In judging this matter, you may find your Opinion Nos. 04-082-E and 05-065-E, to be analogous and useful.


Based solely on the facts and circumstances presented by the requestor, the Commission’s opinion is as follows.

Section 25-4-105(3)(a), Miss. Code of 1972, quoted above, prohibits a public servant from having a material financial interest in a business which is a contractor, subcontractor or vendor with the governmental entity with which the public servant is associated. An attorney for a municipality and an attorney for a board of supervisors are both public servants, as defined in Section 25-4-103(p), above. See Ops. Miss. Ethics Commn. No. 05-063-E, 04-115-E and 96-055-E for further explanation.

Depending on the respective percentages of ownership and levels of income the individual attorneys or their spouses receive from the home corporation, they may each have a “material financial interest” in the corporation, as that term is defined in Section 25-4-103(k) above.
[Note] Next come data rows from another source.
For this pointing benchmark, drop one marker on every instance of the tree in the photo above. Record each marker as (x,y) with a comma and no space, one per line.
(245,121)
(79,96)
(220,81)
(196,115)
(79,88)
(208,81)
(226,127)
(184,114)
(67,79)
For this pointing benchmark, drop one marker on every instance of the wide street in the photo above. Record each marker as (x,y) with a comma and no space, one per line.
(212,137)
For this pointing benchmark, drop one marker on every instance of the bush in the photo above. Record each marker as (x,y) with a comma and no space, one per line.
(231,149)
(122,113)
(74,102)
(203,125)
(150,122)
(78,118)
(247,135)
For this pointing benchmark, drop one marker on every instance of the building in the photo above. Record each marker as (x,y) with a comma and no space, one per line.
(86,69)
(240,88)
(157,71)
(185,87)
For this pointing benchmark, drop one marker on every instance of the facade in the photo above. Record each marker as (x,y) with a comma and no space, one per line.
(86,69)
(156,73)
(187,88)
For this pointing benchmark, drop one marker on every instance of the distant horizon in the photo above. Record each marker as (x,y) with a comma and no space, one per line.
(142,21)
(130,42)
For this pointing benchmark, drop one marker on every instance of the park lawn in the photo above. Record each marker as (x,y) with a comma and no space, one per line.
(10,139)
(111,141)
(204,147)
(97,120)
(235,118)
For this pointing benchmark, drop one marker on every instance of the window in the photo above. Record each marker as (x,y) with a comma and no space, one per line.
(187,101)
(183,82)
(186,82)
Assuming both attorneys do hold a material financial interest in the home corporation, that corporation is prohibited from being a contractor to the attorneys’ respective governmental clients.
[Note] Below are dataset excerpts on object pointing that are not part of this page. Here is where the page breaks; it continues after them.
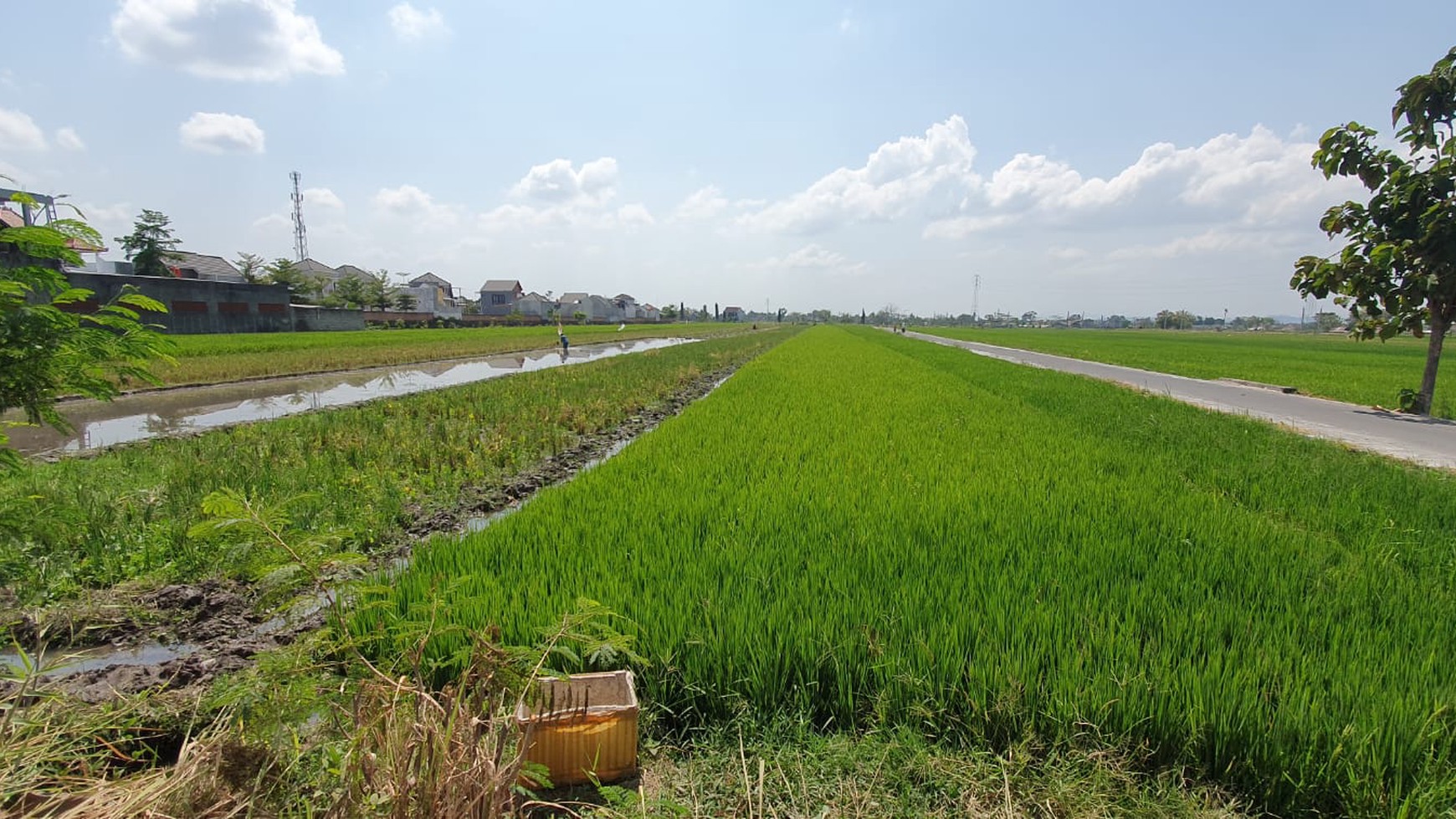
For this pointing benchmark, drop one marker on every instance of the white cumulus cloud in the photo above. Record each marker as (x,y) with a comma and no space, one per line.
(414,206)
(558,195)
(909,173)
(19,133)
(560,182)
(700,206)
(322,198)
(813,258)
(69,139)
(222,133)
(411,23)
(224,39)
While the proposed lease agreement is clearly a contract, not every party to a contract with the government is a “contractor” to the government in the context of Section 25-4-105(3)(a). “The term contractor is generally used in the strict sense of one who contracts to perform a service for another and not in the broad sense of one who is a party to a contract.” Moore, ex rel. City of Aberdeen v. Byars, 757 So.2d 243, 248 ( 15) (Miss. 2000). Here the governmental entities are providing a service, in the form of leased property, to the home corporation. Thus, the home corporation is not a contractor to the lessor governments, and no violation of Section 25-4-105(3)(a) will result if the proposed lease agreement is executed.

However, the government attorneys should take measures to ensure no violation of Section 25-4-105(1) occurs. That subsection will prohibit the attorneys from taking any action in their respective governmental positions which would confer any pecuniary benefit upon a “business with which [they are] associated,” as that term is defined in Section 25-4-103(d) above. Once again, the home corporation may or may not meet that definition, depending on the respective percentages of ownership and levels of income the individual attorneys or their spouses receive from that corporation. Assuming the home corporation does meet the definition, the attorneys would be obliged to fully recuse themselves from any action taken by their respective governmental clients in this matter.

A total and complete recusal requires that the public servant not only avoid debating, discussing or taking action on the subject matter during official meetings or deliberations, but also avoid discussing the subject matter with staff or any other person. This includes casual comments, as well as detailed discussions, made in person, by telephone or by any other means. Furthermore, the minutes of the meeting should state the recusing member left the room before the matter came before the public body and did not return until after the vote. Thus, any legal services these governmental entities may require in connection with this lease agreement must be provided by another attorney.